Questo meccanismo di esenzione non riguarda solo l’automotive, ma anche altre filiere ad alta intensità di acciaio e alluminio. Il calcolo del contenuto USA è complesso e tecnico, ma fondamentale per determinare l’applicabilità delle tariffe.
Verso il 2026: incertezza sul rinnovo del trattato USMCA
Resta aperta la domanda: si tratta di un fattore temporaneo destinato a cambiare nel lungo termine? Gli Stati Uniti imporranno modifiche restrittive al trattato USMCA, il cui rinnovo è previsto per il 2026?

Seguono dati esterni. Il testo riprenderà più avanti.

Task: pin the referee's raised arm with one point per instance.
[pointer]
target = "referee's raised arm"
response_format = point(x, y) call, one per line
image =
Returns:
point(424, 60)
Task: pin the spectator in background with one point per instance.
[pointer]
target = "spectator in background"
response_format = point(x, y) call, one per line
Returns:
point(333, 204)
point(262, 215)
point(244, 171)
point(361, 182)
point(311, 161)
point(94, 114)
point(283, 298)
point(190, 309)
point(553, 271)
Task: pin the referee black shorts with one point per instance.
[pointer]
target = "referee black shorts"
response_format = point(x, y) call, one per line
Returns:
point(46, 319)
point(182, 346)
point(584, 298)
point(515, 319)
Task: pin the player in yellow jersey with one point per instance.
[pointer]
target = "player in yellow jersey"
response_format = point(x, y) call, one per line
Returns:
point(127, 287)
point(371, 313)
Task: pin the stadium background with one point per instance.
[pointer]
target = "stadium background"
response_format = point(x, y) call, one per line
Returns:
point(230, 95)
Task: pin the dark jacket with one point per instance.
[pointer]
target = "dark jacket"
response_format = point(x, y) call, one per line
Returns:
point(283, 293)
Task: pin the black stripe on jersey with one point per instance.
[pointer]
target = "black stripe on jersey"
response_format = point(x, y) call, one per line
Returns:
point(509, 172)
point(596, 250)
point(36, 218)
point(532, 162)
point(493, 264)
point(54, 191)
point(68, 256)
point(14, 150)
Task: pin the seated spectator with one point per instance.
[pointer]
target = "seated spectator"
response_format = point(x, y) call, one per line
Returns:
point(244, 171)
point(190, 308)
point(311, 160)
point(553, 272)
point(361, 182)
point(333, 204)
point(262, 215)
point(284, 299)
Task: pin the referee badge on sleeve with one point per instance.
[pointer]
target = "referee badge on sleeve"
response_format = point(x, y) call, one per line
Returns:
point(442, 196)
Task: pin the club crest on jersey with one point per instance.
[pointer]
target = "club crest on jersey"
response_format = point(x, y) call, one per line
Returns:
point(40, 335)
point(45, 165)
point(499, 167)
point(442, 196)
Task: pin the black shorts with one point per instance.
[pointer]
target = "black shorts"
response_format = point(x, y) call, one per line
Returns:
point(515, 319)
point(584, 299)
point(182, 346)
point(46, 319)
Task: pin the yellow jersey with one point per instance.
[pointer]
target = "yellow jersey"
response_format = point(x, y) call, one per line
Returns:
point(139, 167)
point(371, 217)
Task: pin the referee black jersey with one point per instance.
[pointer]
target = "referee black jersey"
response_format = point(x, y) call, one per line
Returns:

La realtà industriale canadese è fortemente interconnessa con quella statunitense. In Canada operano impianti delle principali case automobilistiche USA (Ford, General Motors, Chrysler), giapponesi (Toyota, Honda) ed europee (Stellantis, Volkswagen, con il suo mega impianto di batterie elettriche in Ontario). A questi si aggiungono centinaia di produttori di parti e componenti in vari settori. Un’applicazione più stringente dei dazi metterebbe a rischio l’intera catena del valore, difficilmente ricostruibile in tempi brevi. I costi aumenterebbero anche per le aziende statunitensi, nonostante la vicinanza geografica tra i due Paesi, con possibili ricadute sull’occupazione nel settore.
Il reshoring: promessa o illusione?
Donald Trump, nelle sue dichiarazioni, sostiene di voler tutelare l’occupazione nel settore, probabilmente immaginando un massiccio “reshoring” degli investimenti dall’estero. Tuttavia, tale operazione appare tecnicamente impossibile nel breve periodo.